Children’s Mathematics: Making Marks, Making Meaning

M. Worthington & E. Carruthers. 2003

London Paul Chapman

International Journal of Early Years Education, Vol. 12. Number 2. June 2004. pp 175 -177.

The authors of this book explore the ways in which children make their won marks on paper to signify their thinking in early mathematics. The writers contend that children’s own ‘mathematical graphics’ enable them to make links between the informal mathematics that they confront in the classroom. They view learning school mathematics as being akin to learning a language and argue that children’s mathematical graphics help them to grasp the new language of formal mathematics, allowing them to become ‘bi-numerate’. The book contains many examples of mathematical graphics gathered from British children aged three to eight year of age. The writers discuss young children’s behavioural schemas and the ways in which they use their own writing to explore mathematical ideas. They emphasize the active role that children play in their own learning. They also give practical suggestions for teachers on providing children with environments that stimulate their mark-making and helping children to develop their own written methods for mathematics. In addition, the authors tackle the challenging issue of assessing young children’s representations and provide useful advice on what we can learn about young children from studying their mathematical marks. Throughout the book, the authors emphasize the importance of mathematics in the home and suggest ways of involving parents and families in helping young children to develop their mathematical thinking.

The writers make a very convincing case for the usefulness of exploring children’s marks in order to understand their mathematical cognition. The examples of children’s written representations provide fascinating in sights into how different children think about mathematics. One child represents a set of objects by covering a page with dots and another draws a set of objects and then a hand taking away a subset in order to solve a subtraction problem. The authors favour eliciting and recording verbal explanations from children when possible, and many of the examples they give require careful consideration of both the written marks and children’s verbal descriptions in order to understand children’s thinking. Indeed, in many cases, the verbal explanations that children give are as illuminating as their written marks. Children use a wide range fo strategies to tackle the mathematical problems that they encounter inside and outside the classroom, and their marks reflect this. Moreover, the encouragement to use paper and pens appears to help young children invent even more problem-solving strategies. The descriptions of young children’s marks and explanations in the book help us to understand how rich and varied their mathematical thinking (e.g. the correctness of their responses to a worksheet). We need to explore the processes by which individual children arrive at their answers and not just focus on the products of their thinking. Taking children’s mathematical marks seriously helps them to achieve this aim.

The authors argue that children’s mark-making provides them with a developmental stepping stone between their own mathematics based on knowledge of the everday world and the abstract symbolism of school mathematics. This is an important claim. It is important because a key challenge for both educators and researchers in children’s mathematics is the gap between the mathematical concepts and relations that children understand in the real worlds of home and play and the abstract language of school mathematics. There are numerous reports in the psychological and educational literature of children entering formal schooling with rich and powerful ways of approaching mathematics in daily life but failing to make connections between this strong knowledge base and school mathematics. Some researchers have advocated the use of physical aids as a way of helping children bridge the gap. Yet, as the authors point out the role of concrete manipulatives in helping children to make connections between their own informal mathematics and formal school mathematics has not been clearly established.
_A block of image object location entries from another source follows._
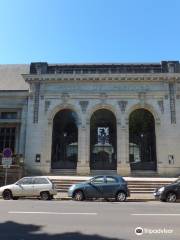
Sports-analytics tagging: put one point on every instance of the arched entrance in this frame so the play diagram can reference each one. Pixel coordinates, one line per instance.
(142, 140)
(103, 141)
(65, 140)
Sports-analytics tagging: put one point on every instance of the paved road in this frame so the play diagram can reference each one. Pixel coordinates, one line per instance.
(68, 220)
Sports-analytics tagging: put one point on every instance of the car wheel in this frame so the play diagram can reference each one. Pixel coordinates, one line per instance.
(78, 196)
(171, 197)
(121, 197)
(45, 196)
(7, 195)
(15, 198)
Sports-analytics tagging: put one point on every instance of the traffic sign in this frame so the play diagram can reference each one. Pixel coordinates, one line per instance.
(7, 152)
(6, 161)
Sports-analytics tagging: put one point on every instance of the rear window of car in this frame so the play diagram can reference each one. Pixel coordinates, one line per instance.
(41, 181)
(25, 181)
(111, 180)
(98, 180)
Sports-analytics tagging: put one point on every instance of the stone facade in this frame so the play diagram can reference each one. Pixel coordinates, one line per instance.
(120, 88)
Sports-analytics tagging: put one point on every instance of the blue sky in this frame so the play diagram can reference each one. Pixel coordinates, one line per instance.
(78, 31)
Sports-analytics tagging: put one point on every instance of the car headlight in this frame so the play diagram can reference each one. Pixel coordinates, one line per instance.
(161, 189)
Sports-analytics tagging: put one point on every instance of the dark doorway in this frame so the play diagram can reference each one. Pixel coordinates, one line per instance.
(142, 140)
(65, 140)
(103, 141)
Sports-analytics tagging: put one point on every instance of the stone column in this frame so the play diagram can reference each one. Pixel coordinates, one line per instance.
(123, 166)
(83, 149)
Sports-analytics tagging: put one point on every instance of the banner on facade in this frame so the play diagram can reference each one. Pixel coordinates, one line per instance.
(103, 135)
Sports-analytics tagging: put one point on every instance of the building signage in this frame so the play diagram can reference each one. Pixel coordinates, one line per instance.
(103, 135)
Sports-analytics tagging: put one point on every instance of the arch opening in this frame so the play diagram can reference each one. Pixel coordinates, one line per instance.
(142, 140)
(103, 140)
(65, 140)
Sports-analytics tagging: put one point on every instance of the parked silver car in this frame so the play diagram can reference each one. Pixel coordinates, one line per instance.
(39, 186)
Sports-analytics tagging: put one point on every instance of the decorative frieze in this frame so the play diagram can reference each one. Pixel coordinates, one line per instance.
(103, 97)
(83, 105)
(161, 105)
(47, 105)
(36, 102)
(122, 105)
(65, 97)
(172, 102)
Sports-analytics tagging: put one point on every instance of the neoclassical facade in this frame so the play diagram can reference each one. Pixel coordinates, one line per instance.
(93, 118)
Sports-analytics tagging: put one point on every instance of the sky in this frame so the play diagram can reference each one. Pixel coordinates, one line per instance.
(89, 31)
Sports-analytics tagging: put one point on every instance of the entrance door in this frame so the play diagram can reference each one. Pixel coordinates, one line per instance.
(103, 141)
(142, 140)
(64, 140)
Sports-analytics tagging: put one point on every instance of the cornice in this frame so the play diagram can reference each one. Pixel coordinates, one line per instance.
(138, 77)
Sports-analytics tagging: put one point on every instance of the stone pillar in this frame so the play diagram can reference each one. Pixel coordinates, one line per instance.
(123, 166)
(83, 149)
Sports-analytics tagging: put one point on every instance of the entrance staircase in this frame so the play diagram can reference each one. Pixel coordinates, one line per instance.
(63, 172)
(136, 185)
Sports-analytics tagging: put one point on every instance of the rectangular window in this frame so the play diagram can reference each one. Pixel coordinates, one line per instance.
(8, 115)
(7, 138)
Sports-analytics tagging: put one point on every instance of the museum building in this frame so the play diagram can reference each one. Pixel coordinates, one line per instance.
(92, 118)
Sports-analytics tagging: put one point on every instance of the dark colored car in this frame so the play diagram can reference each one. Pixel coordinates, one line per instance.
(168, 193)
(100, 187)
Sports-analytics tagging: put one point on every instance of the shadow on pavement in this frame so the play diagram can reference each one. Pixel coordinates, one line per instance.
(16, 231)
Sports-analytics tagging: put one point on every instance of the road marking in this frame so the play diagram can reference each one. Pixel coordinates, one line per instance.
(155, 214)
(51, 213)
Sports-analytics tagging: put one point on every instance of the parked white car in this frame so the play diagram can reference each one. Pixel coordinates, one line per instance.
(39, 186)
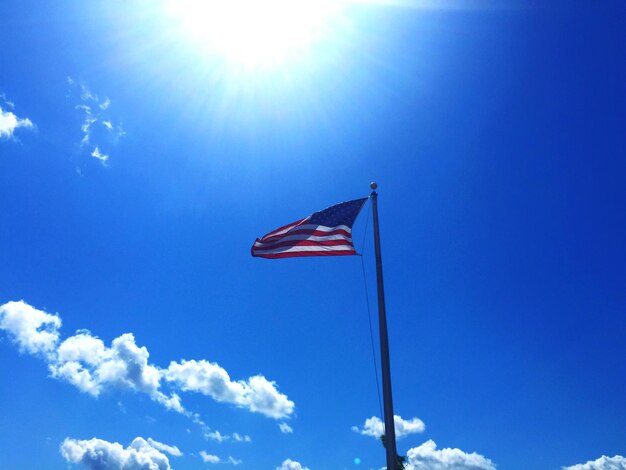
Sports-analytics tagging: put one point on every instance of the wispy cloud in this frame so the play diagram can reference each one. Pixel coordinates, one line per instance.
(210, 458)
(172, 450)
(603, 463)
(97, 453)
(427, 456)
(291, 465)
(87, 363)
(285, 428)
(99, 155)
(98, 129)
(219, 437)
(374, 427)
(9, 121)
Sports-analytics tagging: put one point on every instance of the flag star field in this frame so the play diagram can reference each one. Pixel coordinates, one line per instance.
(147, 147)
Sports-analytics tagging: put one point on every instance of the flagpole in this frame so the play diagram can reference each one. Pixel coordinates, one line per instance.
(390, 431)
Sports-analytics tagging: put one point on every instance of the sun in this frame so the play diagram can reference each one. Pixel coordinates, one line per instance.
(255, 32)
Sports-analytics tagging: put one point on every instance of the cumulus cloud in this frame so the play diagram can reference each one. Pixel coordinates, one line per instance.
(97, 128)
(257, 394)
(98, 454)
(374, 427)
(34, 331)
(209, 458)
(291, 465)
(86, 362)
(9, 122)
(285, 428)
(603, 463)
(427, 457)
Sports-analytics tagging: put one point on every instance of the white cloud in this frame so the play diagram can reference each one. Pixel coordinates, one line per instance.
(87, 363)
(374, 427)
(603, 463)
(97, 128)
(219, 437)
(172, 450)
(9, 121)
(256, 394)
(215, 436)
(99, 454)
(209, 458)
(427, 457)
(99, 155)
(33, 331)
(84, 361)
(291, 465)
(239, 438)
(285, 428)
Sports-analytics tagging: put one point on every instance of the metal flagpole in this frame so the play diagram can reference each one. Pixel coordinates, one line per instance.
(390, 431)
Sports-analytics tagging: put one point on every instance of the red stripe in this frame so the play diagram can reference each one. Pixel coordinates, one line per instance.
(297, 222)
(304, 231)
(302, 243)
(298, 254)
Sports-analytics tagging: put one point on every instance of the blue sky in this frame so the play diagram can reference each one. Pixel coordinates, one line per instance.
(138, 165)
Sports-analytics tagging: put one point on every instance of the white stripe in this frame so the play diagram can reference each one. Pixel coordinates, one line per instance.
(313, 238)
(286, 229)
(295, 249)
(321, 228)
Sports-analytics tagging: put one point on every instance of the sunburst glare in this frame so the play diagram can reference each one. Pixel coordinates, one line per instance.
(255, 33)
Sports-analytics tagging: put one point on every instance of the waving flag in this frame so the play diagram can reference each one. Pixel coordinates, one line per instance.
(325, 233)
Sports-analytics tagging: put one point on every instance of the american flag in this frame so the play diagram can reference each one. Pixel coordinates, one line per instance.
(325, 233)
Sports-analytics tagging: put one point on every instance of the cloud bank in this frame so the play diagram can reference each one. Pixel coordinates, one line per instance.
(374, 427)
(291, 465)
(98, 454)
(84, 361)
(427, 457)
(603, 463)
(9, 122)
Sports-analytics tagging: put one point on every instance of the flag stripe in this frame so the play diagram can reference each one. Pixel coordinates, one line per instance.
(325, 233)
(303, 236)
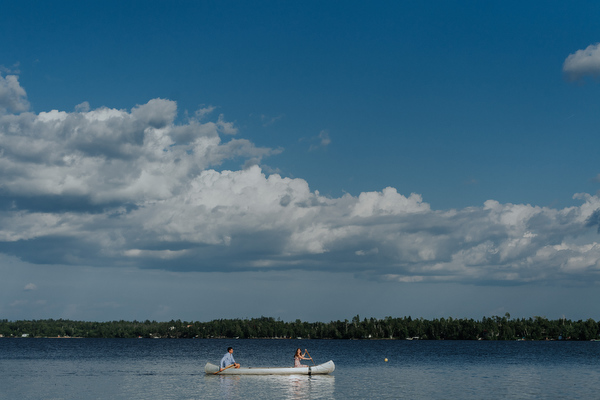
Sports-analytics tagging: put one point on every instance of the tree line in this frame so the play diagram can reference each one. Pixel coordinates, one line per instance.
(488, 328)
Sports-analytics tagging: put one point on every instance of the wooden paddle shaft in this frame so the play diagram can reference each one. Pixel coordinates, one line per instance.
(310, 356)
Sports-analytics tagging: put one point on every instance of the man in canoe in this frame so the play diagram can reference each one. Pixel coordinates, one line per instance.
(299, 356)
(227, 361)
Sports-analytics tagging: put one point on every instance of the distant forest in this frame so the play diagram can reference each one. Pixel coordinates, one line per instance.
(488, 328)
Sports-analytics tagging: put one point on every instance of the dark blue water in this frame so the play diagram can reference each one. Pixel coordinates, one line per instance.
(174, 369)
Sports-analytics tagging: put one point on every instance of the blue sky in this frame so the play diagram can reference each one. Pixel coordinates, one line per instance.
(314, 160)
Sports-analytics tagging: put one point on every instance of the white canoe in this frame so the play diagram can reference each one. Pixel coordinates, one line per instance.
(322, 369)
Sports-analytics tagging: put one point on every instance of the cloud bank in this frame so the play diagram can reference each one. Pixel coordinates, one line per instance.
(132, 188)
(583, 63)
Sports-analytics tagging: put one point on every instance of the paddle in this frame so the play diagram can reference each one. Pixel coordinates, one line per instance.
(310, 356)
(229, 366)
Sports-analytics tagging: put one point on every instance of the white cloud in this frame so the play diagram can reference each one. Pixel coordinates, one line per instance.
(583, 63)
(132, 188)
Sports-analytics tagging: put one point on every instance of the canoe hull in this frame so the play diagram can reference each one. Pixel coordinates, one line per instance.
(320, 369)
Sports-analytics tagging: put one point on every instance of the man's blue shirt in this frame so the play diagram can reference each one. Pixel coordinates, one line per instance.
(227, 360)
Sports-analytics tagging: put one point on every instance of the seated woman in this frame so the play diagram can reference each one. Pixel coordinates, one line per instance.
(299, 356)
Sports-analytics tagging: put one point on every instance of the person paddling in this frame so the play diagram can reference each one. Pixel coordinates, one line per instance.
(298, 357)
(227, 361)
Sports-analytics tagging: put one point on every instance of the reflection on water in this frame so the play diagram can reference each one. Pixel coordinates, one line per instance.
(292, 387)
(121, 369)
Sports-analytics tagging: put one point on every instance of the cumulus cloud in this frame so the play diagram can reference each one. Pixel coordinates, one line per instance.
(583, 63)
(108, 187)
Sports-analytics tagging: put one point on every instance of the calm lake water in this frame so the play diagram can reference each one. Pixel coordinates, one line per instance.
(174, 369)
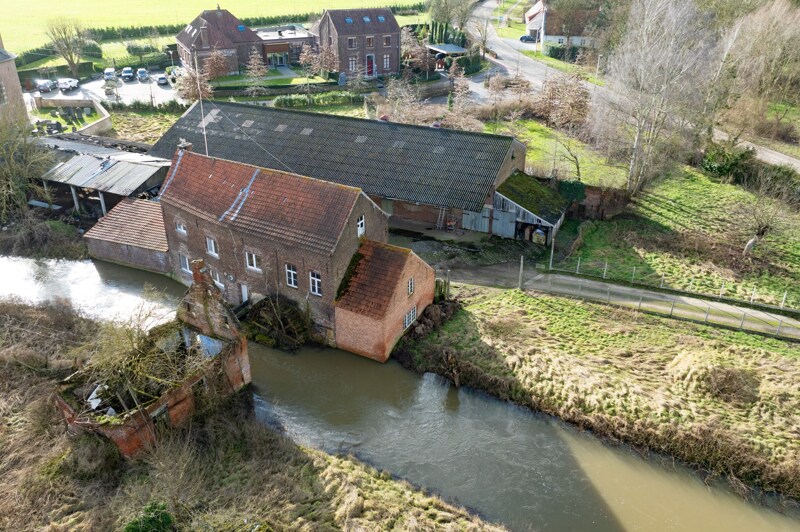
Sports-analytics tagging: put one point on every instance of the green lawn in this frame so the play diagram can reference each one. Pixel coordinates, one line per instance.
(563, 66)
(542, 145)
(684, 229)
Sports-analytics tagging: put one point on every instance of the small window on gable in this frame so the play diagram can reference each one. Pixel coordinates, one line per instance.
(184, 263)
(212, 247)
(361, 225)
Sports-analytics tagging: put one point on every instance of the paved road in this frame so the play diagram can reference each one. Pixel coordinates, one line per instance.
(699, 310)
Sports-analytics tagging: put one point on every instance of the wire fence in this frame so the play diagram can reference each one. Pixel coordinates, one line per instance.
(697, 310)
(700, 286)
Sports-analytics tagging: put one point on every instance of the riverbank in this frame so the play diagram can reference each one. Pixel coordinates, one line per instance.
(225, 471)
(725, 402)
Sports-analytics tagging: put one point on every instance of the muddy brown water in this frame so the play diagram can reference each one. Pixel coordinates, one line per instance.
(521, 469)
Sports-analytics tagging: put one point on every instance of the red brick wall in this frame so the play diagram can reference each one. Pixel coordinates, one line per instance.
(273, 256)
(375, 339)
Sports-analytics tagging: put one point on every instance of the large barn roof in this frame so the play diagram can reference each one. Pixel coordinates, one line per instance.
(288, 208)
(442, 167)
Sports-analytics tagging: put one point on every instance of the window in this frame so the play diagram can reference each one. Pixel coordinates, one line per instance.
(211, 247)
(315, 280)
(291, 275)
(217, 281)
(361, 225)
(253, 262)
(184, 263)
(410, 317)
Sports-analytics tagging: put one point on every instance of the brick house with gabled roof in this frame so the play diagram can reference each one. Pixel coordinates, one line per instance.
(388, 287)
(265, 231)
(220, 29)
(368, 39)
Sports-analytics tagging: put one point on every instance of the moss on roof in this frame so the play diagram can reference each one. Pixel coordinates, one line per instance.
(533, 195)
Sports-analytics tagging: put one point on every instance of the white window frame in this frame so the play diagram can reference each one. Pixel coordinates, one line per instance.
(254, 264)
(212, 248)
(410, 317)
(291, 275)
(184, 261)
(361, 226)
(315, 283)
(217, 279)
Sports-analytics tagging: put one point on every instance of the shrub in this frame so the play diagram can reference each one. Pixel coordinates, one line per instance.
(154, 518)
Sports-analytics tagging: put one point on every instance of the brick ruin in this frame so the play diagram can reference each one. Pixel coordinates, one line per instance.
(206, 324)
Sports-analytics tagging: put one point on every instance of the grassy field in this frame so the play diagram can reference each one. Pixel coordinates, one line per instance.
(563, 66)
(26, 28)
(141, 126)
(542, 145)
(684, 228)
(722, 400)
(226, 471)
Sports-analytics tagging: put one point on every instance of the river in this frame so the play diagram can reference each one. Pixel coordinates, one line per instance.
(522, 469)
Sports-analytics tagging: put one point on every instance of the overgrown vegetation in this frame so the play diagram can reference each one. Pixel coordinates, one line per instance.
(722, 401)
(225, 471)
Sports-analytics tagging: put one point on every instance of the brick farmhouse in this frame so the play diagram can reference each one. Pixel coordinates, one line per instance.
(264, 231)
(424, 175)
(365, 40)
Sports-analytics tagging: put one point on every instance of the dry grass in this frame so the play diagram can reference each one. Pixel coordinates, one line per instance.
(724, 401)
(224, 472)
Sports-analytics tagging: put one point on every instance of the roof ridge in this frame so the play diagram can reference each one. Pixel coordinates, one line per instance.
(326, 116)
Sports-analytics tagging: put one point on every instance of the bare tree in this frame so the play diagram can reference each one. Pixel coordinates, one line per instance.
(216, 64)
(194, 85)
(255, 71)
(68, 38)
(657, 77)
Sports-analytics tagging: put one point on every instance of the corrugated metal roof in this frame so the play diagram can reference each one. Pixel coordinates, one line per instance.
(433, 166)
(118, 175)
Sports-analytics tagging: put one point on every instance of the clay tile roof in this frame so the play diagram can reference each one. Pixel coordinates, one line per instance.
(133, 222)
(268, 204)
(375, 279)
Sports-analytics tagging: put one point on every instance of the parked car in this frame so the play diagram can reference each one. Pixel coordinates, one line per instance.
(45, 85)
(67, 84)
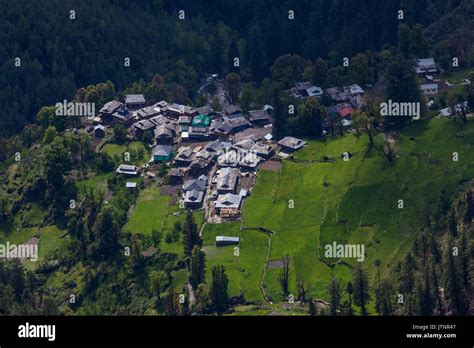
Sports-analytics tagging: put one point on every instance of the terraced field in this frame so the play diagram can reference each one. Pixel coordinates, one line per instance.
(319, 198)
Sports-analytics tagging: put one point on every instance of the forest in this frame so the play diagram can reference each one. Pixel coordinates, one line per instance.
(49, 53)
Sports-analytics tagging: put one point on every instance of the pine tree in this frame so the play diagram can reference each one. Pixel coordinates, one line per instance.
(197, 267)
(312, 308)
(453, 285)
(191, 235)
(284, 276)
(219, 295)
(334, 291)
(350, 292)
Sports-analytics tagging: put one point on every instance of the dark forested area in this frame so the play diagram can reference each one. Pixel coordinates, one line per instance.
(60, 54)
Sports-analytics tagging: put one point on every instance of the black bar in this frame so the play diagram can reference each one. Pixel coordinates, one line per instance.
(242, 330)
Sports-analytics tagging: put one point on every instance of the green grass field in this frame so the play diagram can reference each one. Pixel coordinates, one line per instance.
(311, 204)
(155, 212)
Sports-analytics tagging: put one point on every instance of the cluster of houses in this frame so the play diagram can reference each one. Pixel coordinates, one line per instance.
(213, 156)
(345, 100)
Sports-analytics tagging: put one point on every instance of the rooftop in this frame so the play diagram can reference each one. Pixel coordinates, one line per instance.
(135, 99)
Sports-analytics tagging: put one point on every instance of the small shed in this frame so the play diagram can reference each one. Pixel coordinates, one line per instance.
(162, 153)
(99, 131)
(201, 121)
(225, 240)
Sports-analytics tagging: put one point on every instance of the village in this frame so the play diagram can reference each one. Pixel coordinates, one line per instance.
(212, 156)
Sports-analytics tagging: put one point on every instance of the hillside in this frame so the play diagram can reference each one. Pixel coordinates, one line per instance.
(346, 202)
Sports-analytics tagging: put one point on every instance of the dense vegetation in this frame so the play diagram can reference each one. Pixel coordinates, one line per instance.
(59, 54)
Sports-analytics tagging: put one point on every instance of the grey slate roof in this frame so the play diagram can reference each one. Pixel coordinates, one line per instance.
(135, 99)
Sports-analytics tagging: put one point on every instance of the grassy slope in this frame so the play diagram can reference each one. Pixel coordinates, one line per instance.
(153, 211)
(348, 202)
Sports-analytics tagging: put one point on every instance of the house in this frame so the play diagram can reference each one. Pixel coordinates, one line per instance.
(175, 110)
(127, 169)
(306, 89)
(231, 126)
(215, 147)
(162, 153)
(201, 121)
(346, 112)
(135, 101)
(198, 184)
(205, 110)
(337, 95)
(198, 133)
(354, 90)
(268, 108)
(291, 144)
(448, 112)
(225, 240)
(99, 131)
(193, 199)
(259, 117)
(176, 175)
(184, 156)
(200, 165)
(140, 127)
(249, 162)
(184, 120)
(228, 201)
(160, 120)
(426, 66)
(130, 184)
(429, 88)
(109, 109)
(122, 116)
(164, 134)
(193, 192)
(227, 180)
(148, 112)
(189, 111)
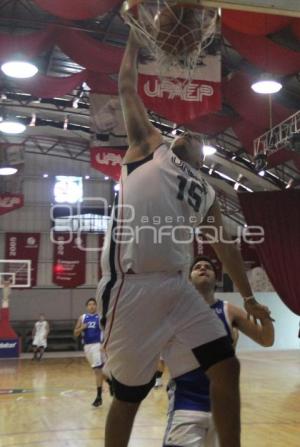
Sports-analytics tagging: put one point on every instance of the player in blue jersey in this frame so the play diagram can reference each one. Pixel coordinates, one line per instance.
(89, 328)
(190, 422)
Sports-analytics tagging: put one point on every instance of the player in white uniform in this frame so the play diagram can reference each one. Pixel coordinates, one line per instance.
(39, 334)
(145, 298)
(190, 422)
(88, 326)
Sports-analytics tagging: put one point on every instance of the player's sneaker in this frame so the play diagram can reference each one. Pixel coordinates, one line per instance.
(158, 382)
(97, 402)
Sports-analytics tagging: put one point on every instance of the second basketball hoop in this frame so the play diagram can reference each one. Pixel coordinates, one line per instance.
(176, 32)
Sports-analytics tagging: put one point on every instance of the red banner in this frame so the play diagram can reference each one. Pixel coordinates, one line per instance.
(108, 160)
(69, 260)
(20, 246)
(10, 202)
(178, 100)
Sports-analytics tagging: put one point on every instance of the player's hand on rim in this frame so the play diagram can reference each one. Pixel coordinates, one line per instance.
(257, 310)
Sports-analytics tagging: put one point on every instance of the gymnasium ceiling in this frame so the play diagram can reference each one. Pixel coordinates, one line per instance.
(251, 45)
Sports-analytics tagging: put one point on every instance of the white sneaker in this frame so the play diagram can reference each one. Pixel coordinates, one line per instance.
(158, 382)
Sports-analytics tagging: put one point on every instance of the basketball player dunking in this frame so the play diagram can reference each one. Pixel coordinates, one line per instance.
(146, 299)
(190, 422)
(88, 326)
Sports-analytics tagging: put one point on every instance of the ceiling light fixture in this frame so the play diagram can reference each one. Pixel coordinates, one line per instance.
(260, 163)
(19, 69)
(7, 170)
(12, 127)
(266, 85)
(208, 150)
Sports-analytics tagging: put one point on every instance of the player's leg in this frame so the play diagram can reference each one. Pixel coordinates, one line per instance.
(212, 439)
(94, 357)
(35, 351)
(41, 352)
(159, 373)
(133, 344)
(99, 381)
(122, 412)
(186, 428)
(225, 398)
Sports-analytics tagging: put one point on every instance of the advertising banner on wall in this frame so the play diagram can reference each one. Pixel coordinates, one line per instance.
(10, 202)
(69, 260)
(19, 246)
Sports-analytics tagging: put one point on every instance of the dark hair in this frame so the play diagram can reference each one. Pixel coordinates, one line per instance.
(203, 258)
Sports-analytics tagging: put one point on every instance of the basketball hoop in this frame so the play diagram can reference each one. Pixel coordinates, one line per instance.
(175, 31)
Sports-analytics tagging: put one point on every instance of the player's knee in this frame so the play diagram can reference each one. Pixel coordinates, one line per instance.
(225, 374)
(131, 394)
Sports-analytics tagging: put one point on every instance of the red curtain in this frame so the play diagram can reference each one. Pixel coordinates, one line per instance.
(77, 9)
(30, 45)
(279, 215)
(253, 22)
(89, 52)
(264, 53)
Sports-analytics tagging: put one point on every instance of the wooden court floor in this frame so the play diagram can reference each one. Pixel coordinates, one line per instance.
(48, 404)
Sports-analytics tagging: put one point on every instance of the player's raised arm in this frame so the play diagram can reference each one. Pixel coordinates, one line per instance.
(143, 137)
(232, 260)
(262, 332)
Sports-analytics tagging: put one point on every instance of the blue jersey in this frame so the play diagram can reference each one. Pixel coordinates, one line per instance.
(190, 391)
(92, 333)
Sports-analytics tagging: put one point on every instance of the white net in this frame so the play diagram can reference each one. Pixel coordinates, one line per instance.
(176, 34)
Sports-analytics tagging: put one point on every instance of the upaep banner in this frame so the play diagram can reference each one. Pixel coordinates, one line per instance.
(69, 260)
(10, 202)
(178, 100)
(108, 160)
(19, 246)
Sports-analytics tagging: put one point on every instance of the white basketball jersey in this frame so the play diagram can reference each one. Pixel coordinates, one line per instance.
(41, 328)
(161, 200)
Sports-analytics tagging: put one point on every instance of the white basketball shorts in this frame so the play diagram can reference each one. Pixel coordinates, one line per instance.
(188, 428)
(40, 341)
(143, 313)
(93, 355)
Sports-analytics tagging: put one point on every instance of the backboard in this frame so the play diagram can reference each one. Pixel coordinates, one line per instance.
(18, 272)
(282, 7)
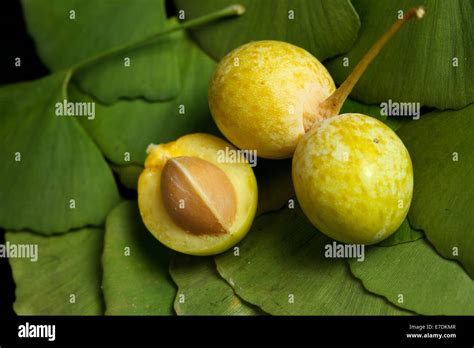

Currently though, it also seems unclear whether children’s mark-making facilitates or merely reflects developmental changes in their mathematical cognition. Children’s marks are certainly worthy of consideration as windows on their thinking but further research is needed to establish the precise role that mark-making plays in their cognitive development. Nonetheless, the book contains some very strong pointers to the potential developmental significance of mark-making. In particular, many of the examples of children’s written representations seem to capture a mixture of formal and informal mathematical thinking by combining children’s idiosyncratic written representation with their use of formal symbols. These examples suggest that at least some children use their marks on paper to help them reflect on the links between formal and informal mathematics. Such examples support the authors’ claims for the centrality of children’s mark-making and underscore the need for researchers and educators to consider carefully the role of children’s own written methods in their mathematical development.


Kate Canobi, The Department of Psychology, University of Melbourne. Australia.